A former architect, Karen Tripp opened her Mill Valley bakery just as the country was sliding into the Great Recession. Now the store is thriving, but how does she grow a new business during lean times?
In July of 2008, Karen Tripp put the finishing touches on her brand new Frosting Bakeshop in Mill Valley, California. It was the perfect location to launch a cupcake business and a new chapter in her life: an upscale neighborhood across San Francisco’s Golden Gate bridge, a destination spot for tourists, plenty of local celebrities, and Food Network’s Tyler Florence’s new store down the street. Tripp, 50, divorced and raising two teenagers, had been an architect for 25 years, but she was burned-out and ready to try her hand at something new. She loved baking (her kid's classmates dubbed her The Cookie Lady), and her market research and cross-country sampling told her that cupcakes were hot. She she decided they’d be her specialty. The shop was a dream come true.It took six months of preparation and recipe-testing to get going. She used the $35,000 profit from selling her house for start-up costs, and designed and built the store’s detachable cabinetry herself. She decorated the store with two bold, pink and orange striped walls and two with splashy brown polka dots. On opening day, she buffed the wooden counter until it shone and arranged eleven glass cupcake stands to show off her flavors from Chocolate Obsession to Lemon Twist. Each cupcake looked like a bite-size work of art, topped with a tiny candy.
For the next few months, Tripp’s business flourished. There were splashy corporate parties like Pixar’s with over-the-top dessert budgets, and a big local real estate company ordered $1300 worth of cupcakes to give a dozen to each of its tenants. Tripp could hardly bake fast enough to fill those early orders.
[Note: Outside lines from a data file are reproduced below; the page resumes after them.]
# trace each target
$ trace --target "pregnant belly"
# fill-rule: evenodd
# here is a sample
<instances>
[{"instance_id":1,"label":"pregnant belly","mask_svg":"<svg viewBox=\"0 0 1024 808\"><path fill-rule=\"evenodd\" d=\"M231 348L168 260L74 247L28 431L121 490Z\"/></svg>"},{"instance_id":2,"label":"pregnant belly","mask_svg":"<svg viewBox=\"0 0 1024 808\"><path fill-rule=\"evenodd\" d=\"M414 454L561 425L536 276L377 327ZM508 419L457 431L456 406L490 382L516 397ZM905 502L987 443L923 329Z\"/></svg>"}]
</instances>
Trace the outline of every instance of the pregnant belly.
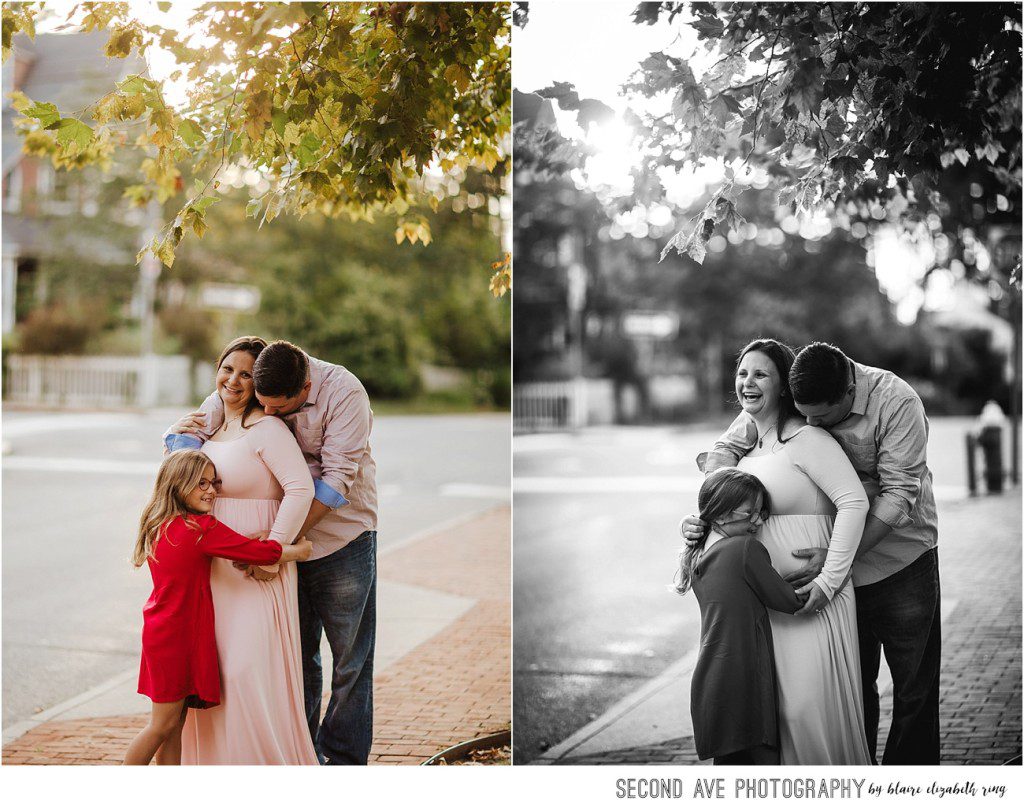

Then everything changed. By December, the economy was in the worst recession since the Depression, and her corporate business “fell off the face of the mountain.” In a nearby town, 16 stores had to close, and a new competing bakery down the street from hers shuttered. Mill Valley retailers, including Tripp, wondered which of them would be next. Shaken, she wondered if her bakeshop—and her dream—would survive. She started to panic. “I had everything in this business,” she says. “I had cashed out my house, and I had no husband for back-up. It was very scary.” She sat down with her kids, Will, then 17 and Juliana, 15, and talked turkey. First, she told them they were going to move to a cheaper place so she wouldn’t be stuck with a big monthly mortgage. Then, she warned them, “Things are going to get rough for awhile.” There’d be stressful days, sleepless nights, and she’d be on a short fuse. “You’ll have to pitch in,” she said.